Devlet Yönetimi ve Ordu
Türkiye Selçuklu Devletinde yönetim anlayışı, eski Türk devletlerinden gelen geleneklerle İslami unsurların birleşiminden oluşuyordu. Kut anlayışı İslamiyet sonrası kurulan devletlerde de devam etti. "Devlet, hükümdar ailesinin ortak malıdır" anlayışı, güçlü kişilerin tahta çıkmasını sağlarken taht kavgalarına da zemin hazırladı.
Hükümdarlar Orta Asya'dan getirdikleri Han, Hakan, Kağan gibi unvanların yanında İran-İslam geleneğinden gelen Sultan, Padişah, Şah gibi unvanları da kullanmaya başladılar. Türkiye Selçuklu Devleti'nde İran etkisiyle Keykubat, Keykavus, Keyhüsrev gibi Farsça unvanların kullanımı arttı.

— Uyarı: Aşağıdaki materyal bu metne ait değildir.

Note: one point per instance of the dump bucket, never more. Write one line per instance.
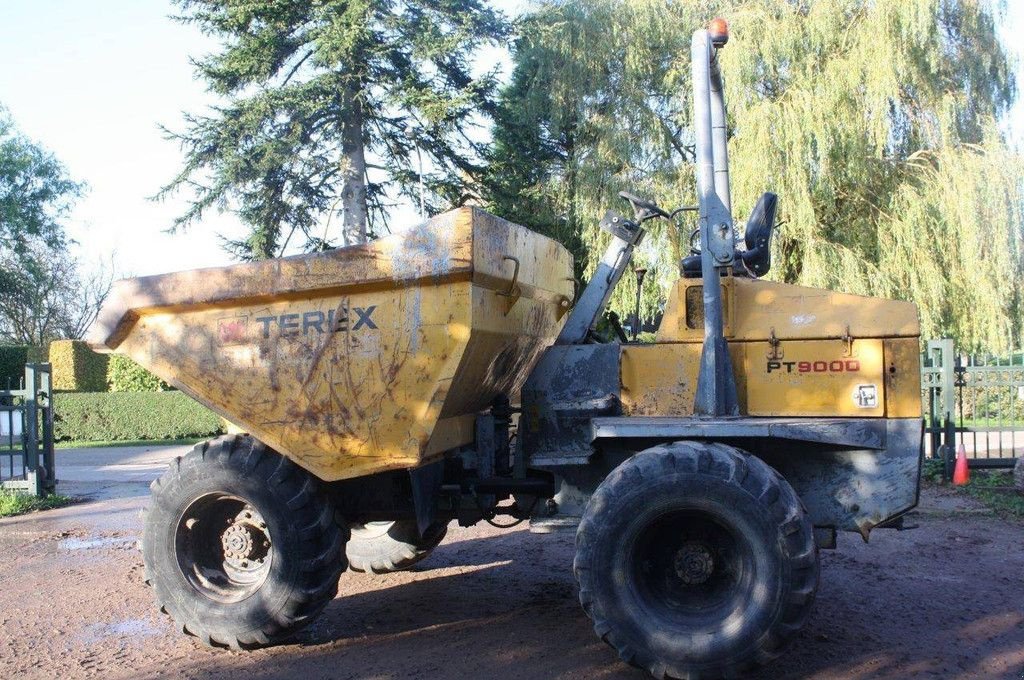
(359, 359)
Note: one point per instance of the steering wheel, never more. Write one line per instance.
(642, 208)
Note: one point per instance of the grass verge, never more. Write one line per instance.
(128, 442)
(995, 491)
(15, 503)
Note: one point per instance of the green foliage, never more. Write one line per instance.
(35, 192)
(312, 87)
(12, 360)
(116, 416)
(43, 295)
(124, 375)
(15, 503)
(875, 122)
(996, 491)
(76, 368)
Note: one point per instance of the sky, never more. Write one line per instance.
(93, 81)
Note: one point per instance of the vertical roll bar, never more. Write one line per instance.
(716, 394)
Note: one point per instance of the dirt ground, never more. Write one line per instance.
(943, 600)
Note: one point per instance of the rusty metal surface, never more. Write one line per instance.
(359, 359)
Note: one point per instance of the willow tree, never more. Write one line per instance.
(332, 107)
(877, 123)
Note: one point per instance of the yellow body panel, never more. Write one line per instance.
(795, 350)
(359, 359)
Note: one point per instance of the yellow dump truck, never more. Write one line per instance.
(453, 373)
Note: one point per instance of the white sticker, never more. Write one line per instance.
(865, 396)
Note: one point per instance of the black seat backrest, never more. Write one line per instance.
(758, 236)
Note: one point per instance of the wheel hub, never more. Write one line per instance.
(694, 563)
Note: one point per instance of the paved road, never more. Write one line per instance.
(113, 472)
(940, 601)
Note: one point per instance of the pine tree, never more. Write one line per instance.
(877, 123)
(330, 107)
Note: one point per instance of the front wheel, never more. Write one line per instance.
(241, 545)
(383, 547)
(695, 560)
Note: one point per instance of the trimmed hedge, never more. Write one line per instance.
(76, 368)
(12, 360)
(129, 416)
(124, 375)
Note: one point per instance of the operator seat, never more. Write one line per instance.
(757, 258)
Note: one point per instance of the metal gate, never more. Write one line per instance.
(973, 400)
(27, 433)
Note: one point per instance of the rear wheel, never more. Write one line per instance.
(241, 545)
(390, 546)
(695, 560)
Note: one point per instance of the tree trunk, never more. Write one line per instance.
(353, 193)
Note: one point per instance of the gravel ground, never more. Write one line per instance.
(943, 600)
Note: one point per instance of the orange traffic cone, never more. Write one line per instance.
(962, 473)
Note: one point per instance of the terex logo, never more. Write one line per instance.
(332, 322)
(837, 366)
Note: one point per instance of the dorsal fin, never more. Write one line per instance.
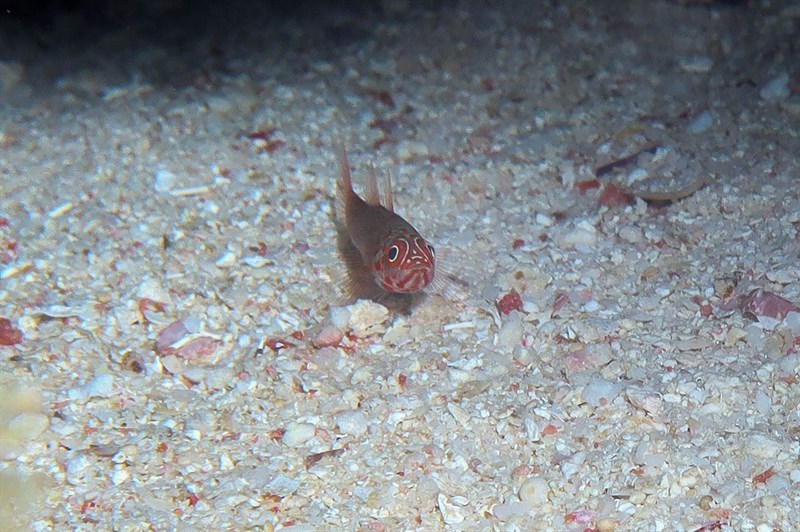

Hanedana mensup olup eyaletlere yönetici olarak atanan şehzadelere melik denirdi. Melikler, Atabey denilen deneyimli kişilerin gözetiminde yetişir, kendi adlarına para bastıramazlar, yabancı devletlerle antlaşma yapamazlardı ancak iç işlerinde serbesttiler.
Türk-İslam Devletleri'nde devlet işlerinin görüşülüp karara bağlandığı organa Divan denirdi. Türkiye Selçuklu Devleti'nde başlıca divanlar: Divan-ı Saltanat, Divan-ı İstifa (maliye işleri), Divan-ı Tuğra (yazışmalar), Divan-ı Arz (askerlik işleri), Divan-ı İşraf (teftiş), Divan-ı Mezalim (yüksek mahkeme) ve Niyabet-i Saltanat'tı.
Not: Türklerin veraset (kalıtım) anlayışı düzensiz olup, devletin en zayıf noktasını oluşturuyordu. Bu aynı zamanda Türk devletlerinin federatif yapısının sebeplerinden biriydi.